What was the Cerebras IPO price and how did it trade on day one?

Cerebras priced at $185 per share on May 13, 2026. It opened at $350 on May 14 (+89% premium), surged to $385 before a trading halt, and closed day one at $311 (+68%). On day two, May 15, shares fell 10.08% to $279.72.

What does Cerebras make?

Cerebras builds AI accelerators at wafer scale rather than individual chips. Its flagship WSE-3 is the largest commercialized AI processor in the world, 58 times larger than a leading GPU chip and up to 15 times faster for AI inference.

Why did Cerebras stock pull back on day two?

At peak pricing, the valuation exceeded 134 times trailing four-quarter revenue. With Nvidia trading at roughly one-fifth that multiple, investors grew cautious about the premium built into the opening-day price.

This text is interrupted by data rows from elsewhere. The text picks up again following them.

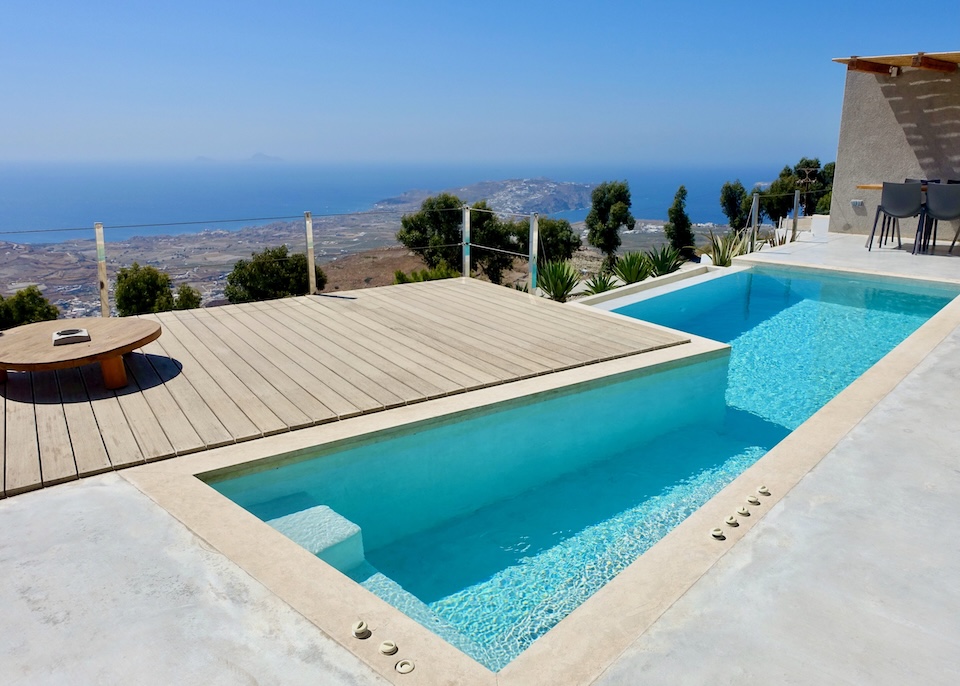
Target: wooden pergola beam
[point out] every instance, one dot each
(921, 61)
(857, 64)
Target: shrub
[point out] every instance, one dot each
(632, 267)
(664, 260)
(558, 279)
(600, 283)
(441, 271)
(722, 249)
(271, 274)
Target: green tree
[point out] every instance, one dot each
(25, 307)
(271, 274)
(679, 228)
(777, 200)
(736, 204)
(558, 240)
(435, 232)
(141, 290)
(187, 298)
(609, 212)
(486, 229)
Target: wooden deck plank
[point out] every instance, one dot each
(22, 455)
(348, 369)
(433, 372)
(524, 364)
(440, 343)
(365, 322)
(243, 371)
(553, 317)
(254, 408)
(209, 429)
(630, 333)
(3, 438)
(315, 378)
(153, 442)
(450, 338)
(118, 438)
(173, 422)
(264, 379)
(389, 368)
(89, 453)
(238, 425)
(493, 330)
(561, 335)
(53, 437)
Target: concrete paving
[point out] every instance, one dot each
(101, 586)
(851, 578)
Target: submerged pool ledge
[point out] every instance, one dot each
(326, 597)
(584, 644)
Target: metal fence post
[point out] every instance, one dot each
(102, 270)
(311, 265)
(466, 240)
(534, 245)
(796, 213)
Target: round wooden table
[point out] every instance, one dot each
(30, 348)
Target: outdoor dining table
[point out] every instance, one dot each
(924, 238)
(30, 348)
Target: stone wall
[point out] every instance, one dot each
(894, 128)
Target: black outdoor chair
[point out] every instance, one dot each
(943, 202)
(897, 201)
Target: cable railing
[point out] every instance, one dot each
(81, 270)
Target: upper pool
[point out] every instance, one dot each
(491, 526)
(798, 337)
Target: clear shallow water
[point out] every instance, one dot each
(490, 529)
(797, 339)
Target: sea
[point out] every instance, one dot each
(53, 202)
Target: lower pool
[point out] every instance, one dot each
(489, 527)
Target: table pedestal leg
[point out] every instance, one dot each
(114, 375)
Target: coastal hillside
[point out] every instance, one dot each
(67, 271)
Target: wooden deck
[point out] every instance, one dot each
(222, 375)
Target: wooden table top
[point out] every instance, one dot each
(879, 186)
(30, 348)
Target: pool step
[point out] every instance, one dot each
(331, 537)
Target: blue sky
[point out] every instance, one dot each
(684, 83)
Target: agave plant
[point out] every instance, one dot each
(558, 279)
(632, 267)
(722, 249)
(664, 260)
(600, 283)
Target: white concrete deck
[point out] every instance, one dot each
(850, 578)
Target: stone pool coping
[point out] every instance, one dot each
(581, 646)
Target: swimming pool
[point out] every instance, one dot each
(491, 528)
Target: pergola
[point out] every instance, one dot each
(893, 65)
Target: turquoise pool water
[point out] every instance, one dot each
(488, 528)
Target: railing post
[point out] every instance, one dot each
(311, 266)
(102, 270)
(534, 245)
(466, 240)
(796, 213)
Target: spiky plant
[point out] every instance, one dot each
(664, 260)
(722, 249)
(558, 279)
(632, 267)
(600, 283)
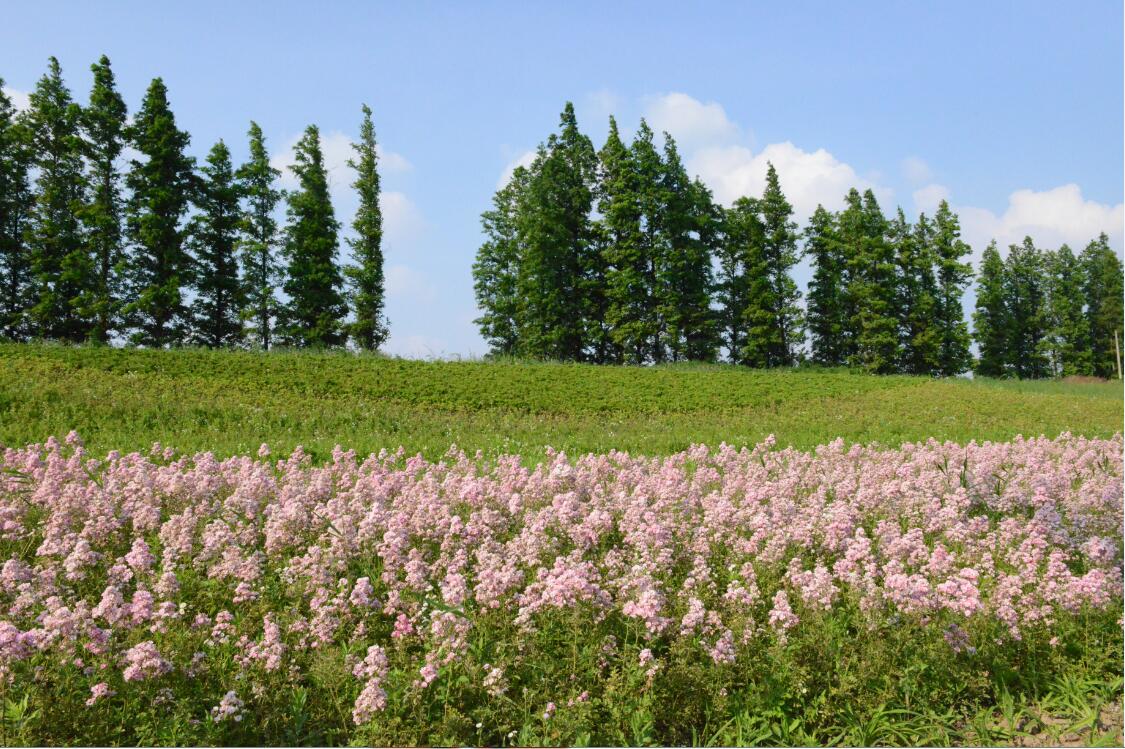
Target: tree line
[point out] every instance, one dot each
(162, 251)
(619, 256)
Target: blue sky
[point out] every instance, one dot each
(1013, 110)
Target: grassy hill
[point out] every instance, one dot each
(232, 402)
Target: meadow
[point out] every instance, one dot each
(866, 560)
(228, 403)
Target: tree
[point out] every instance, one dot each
(953, 276)
(104, 123)
(162, 183)
(214, 235)
(684, 277)
(62, 271)
(559, 245)
(871, 290)
(495, 272)
(991, 319)
(919, 336)
(16, 205)
(258, 240)
(1103, 289)
(741, 270)
(784, 324)
(316, 308)
(1068, 330)
(629, 306)
(827, 313)
(365, 278)
(1025, 288)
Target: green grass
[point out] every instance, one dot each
(232, 402)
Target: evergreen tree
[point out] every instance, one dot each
(953, 277)
(991, 319)
(740, 272)
(258, 241)
(1025, 288)
(62, 270)
(916, 299)
(105, 124)
(628, 289)
(365, 278)
(684, 277)
(162, 183)
(496, 270)
(1068, 330)
(16, 204)
(316, 308)
(1103, 290)
(873, 322)
(827, 313)
(559, 245)
(214, 235)
(776, 315)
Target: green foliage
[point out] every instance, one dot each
(162, 183)
(104, 124)
(316, 307)
(214, 233)
(232, 402)
(366, 278)
(16, 204)
(258, 240)
(1104, 287)
(62, 270)
(991, 319)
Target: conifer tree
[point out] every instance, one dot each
(684, 277)
(366, 277)
(827, 314)
(104, 124)
(258, 240)
(740, 272)
(991, 321)
(315, 312)
(559, 245)
(874, 339)
(916, 299)
(1068, 330)
(627, 279)
(62, 270)
(162, 183)
(16, 204)
(785, 324)
(1025, 288)
(495, 272)
(1103, 291)
(953, 277)
(214, 234)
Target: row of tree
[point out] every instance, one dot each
(1047, 313)
(164, 253)
(617, 255)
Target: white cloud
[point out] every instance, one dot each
(404, 283)
(1051, 217)
(524, 159)
(416, 346)
(19, 99)
(916, 170)
(928, 198)
(691, 122)
(808, 178)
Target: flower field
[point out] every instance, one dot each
(843, 595)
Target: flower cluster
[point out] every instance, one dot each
(132, 568)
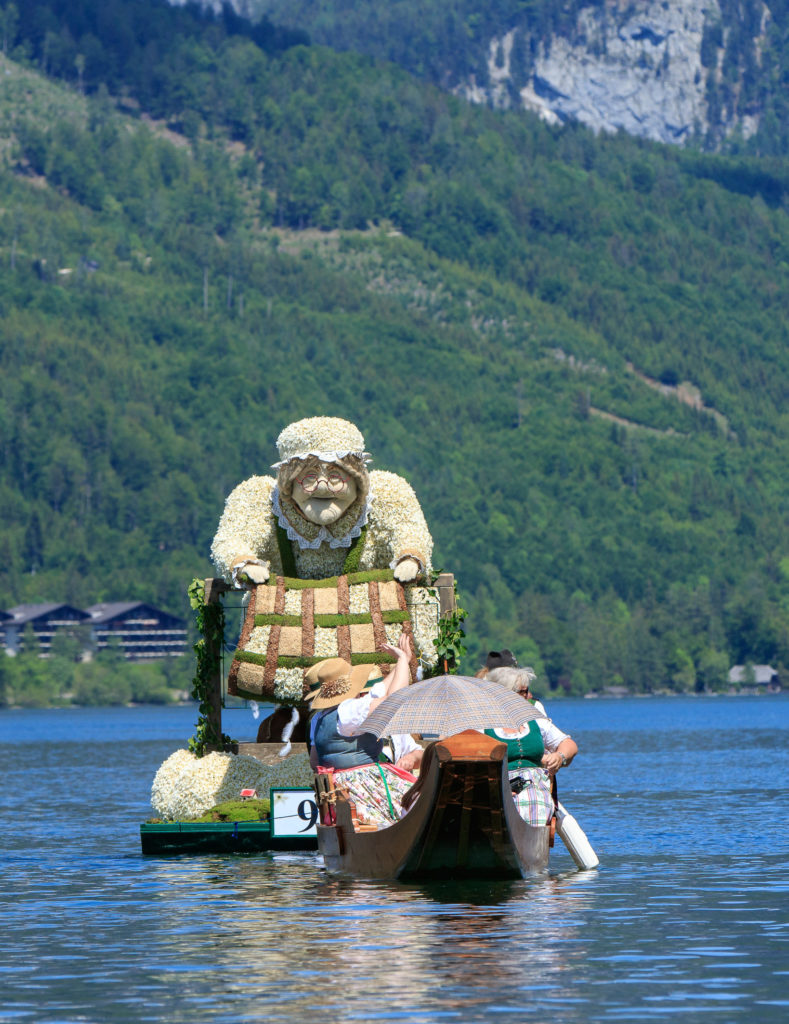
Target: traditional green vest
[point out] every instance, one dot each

Who are Cerebras's major customers?

OpenAI, AWS, Meta, and IBM are among the key customers. The OpenAI deal covers 750 megawatts of inference capacity — expandable to 2 gigawatts by 2030, worth more than $20 billion at full expansion. AWS signed a binding term sheet to deploy Cerebras systems inside its data centers.

What are Cerebras's recent revenue figures?

Cerebras grew revenue 76% in 2025 to $510 million. Operating losses are still widening, and the $238 million net income figure includes a significant one-time accounting gain rather than recurring operating profit.